Başaran’a (1994) göre eğitim kurumunun öğretme-öğrenme ilişkisi içinde doğal olarak oluşmuş ilk eğitim mesleği öğretmenliktir. Başlangıçta doğal bir toplumsal ilişki biçimi olan öğrenme-öğretme eyleminin toplumsal örgütlenme sürecinde okul şeklinde kurumsallaşması kaçınılmaz olarak öğretmenlik mesleğinin de ortaya çıkmasını sağlamıştır.
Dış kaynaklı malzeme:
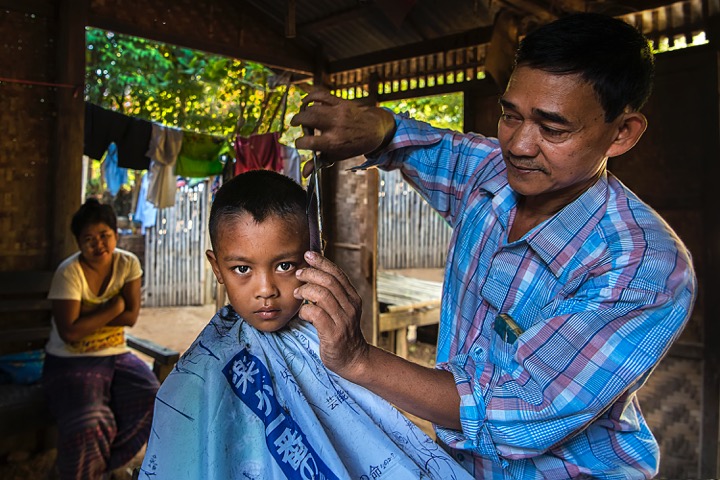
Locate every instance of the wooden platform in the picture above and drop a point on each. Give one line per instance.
(409, 299)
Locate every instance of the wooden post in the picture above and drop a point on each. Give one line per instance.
(66, 163)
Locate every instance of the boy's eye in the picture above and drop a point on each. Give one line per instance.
(242, 269)
(285, 266)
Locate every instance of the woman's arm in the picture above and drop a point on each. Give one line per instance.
(131, 294)
(74, 325)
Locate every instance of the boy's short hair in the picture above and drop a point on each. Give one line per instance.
(92, 212)
(261, 193)
(613, 56)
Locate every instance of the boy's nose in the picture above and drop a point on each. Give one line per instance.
(266, 287)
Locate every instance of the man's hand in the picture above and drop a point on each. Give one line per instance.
(346, 128)
(334, 307)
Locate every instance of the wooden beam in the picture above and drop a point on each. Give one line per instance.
(290, 58)
(66, 164)
(477, 36)
(403, 319)
(39, 7)
(710, 282)
(530, 8)
(333, 20)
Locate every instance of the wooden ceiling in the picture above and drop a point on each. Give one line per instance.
(350, 45)
(346, 34)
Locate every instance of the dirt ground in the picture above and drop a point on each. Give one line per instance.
(175, 328)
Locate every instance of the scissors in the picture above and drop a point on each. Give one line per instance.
(314, 204)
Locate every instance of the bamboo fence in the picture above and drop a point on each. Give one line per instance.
(175, 269)
(410, 233)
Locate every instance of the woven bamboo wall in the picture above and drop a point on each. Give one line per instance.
(27, 123)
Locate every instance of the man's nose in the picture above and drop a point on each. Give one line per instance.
(524, 141)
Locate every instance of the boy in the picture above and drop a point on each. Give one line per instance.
(251, 398)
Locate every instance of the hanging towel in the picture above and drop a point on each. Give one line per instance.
(242, 403)
(115, 176)
(145, 212)
(131, 135)
(165, 144)
(200, 155)
(258, 152)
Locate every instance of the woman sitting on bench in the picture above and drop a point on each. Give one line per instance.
(101, 394)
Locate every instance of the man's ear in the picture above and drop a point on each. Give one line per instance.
(630, 127)
(213, 263)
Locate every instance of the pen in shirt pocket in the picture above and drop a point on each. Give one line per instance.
(507, 328)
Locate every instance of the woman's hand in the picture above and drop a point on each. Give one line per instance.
(334, 307)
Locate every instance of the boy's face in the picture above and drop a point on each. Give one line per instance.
(257, 262)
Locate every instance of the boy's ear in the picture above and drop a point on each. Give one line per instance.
(213, 263)
(631, 126)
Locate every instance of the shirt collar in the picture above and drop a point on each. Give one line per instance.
(558, 239)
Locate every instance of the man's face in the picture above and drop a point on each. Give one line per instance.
(553, 136)
(257, 262)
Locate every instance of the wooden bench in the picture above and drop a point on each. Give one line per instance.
(25, 325)
(406, 302)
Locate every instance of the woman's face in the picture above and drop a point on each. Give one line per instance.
(97, 242)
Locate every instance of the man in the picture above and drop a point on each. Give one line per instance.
(562, 289)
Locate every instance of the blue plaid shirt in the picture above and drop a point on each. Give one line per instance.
(599, 292)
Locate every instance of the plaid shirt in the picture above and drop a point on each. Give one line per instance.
(599, 292)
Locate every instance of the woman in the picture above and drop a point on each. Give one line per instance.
(100, 394)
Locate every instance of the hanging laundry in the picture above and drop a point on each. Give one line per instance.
(291, 162)
(165, 144)
(200, 155)
(115, 176)
(131, 135)
(258, 152)
(145, 214)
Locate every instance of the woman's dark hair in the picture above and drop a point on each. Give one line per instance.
(93, 212)
(614, 57)
(261, 193)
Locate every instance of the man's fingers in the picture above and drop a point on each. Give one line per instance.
(328, 276)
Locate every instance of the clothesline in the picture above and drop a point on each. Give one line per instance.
(42, 84)
(168, 153)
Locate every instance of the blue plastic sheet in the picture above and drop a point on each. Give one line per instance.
(245, 404)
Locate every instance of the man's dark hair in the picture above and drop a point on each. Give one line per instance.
(614, 57)
(261, 193)
(92, 212)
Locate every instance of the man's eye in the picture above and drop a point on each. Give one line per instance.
(552, 132)
(285, 266)
(509, 117)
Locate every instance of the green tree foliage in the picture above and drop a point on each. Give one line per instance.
(442, 111)
(184, 88)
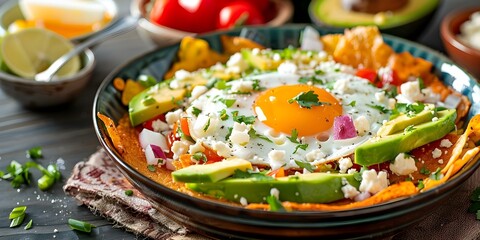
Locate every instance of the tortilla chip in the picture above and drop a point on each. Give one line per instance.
(402, 189)
(363, 47)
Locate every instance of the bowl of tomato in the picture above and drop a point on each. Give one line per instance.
(166, 22)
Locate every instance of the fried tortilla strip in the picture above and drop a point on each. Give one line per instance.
(463, 152)
(330, 42)
(363, 47)
(402, 189)
(112, 132)
(194, 54)
(407, 65)
(234, 44)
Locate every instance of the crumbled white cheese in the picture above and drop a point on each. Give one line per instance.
(446, 143)
(436, 153)
(159, 126)
(373, 182)
(315, 155)
(179, 148)
(403, 165)
(222, 149)
(240, 134)
(236, 64)
(243, 86)
(287, 68)
(344, 164)
(173, 117)
(197, 91)
(276, 159)
(362, 125)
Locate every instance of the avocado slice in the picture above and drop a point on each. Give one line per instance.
(401, 122)
(211, 172)
(153, 101)
(382, 149)
(303, 188)
(333, 13)
(261, 61)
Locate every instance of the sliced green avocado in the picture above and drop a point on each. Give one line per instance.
(153, 101)
(304, 188)
(333, 13)
(260, 61)
(211, 172)
(401, 122)
(382, 149)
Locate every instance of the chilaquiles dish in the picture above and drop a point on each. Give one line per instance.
(347, 123)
Öğretmen, diğer insanları öğrenmesi için gayrete getiren, destekleyen ve yöneten; dersin, öğretimin ve eğitimin uzmanıdır (Hesapçıoğlu, 2005). Bu meslek mensuplarının sosyolojik bağlamda temel görevleri; toplumun norm, değer, kültür kalıpları, tarihsel birikimi, örgütsel yapısı vb. birçok olguyu ifade etmek anlamında toplumsal çözümün devamlılığını sağlayacak kadroları yetiştirmek ve toplumsal mirası yeni kuşaklara taşımak olmuştur (Özpolat, 2005). 1739 Sayılı Millî Eğitim Temel Kanununun 43. maddesinde öğretmenlik; devletin eğitim, öğretim ve bununla ilgili yönetim görevlerini üzerine alan özel bir ihtisas mesleği olarak tanımlanmıştır. Öğretmenler bu görevlerini, Türk Millî Eğitimi’nin amaçlarına ve temel ilkelerine uygun olarak ifa etmekle yükümlü kişilerdir (Resmî Gazete, 1973).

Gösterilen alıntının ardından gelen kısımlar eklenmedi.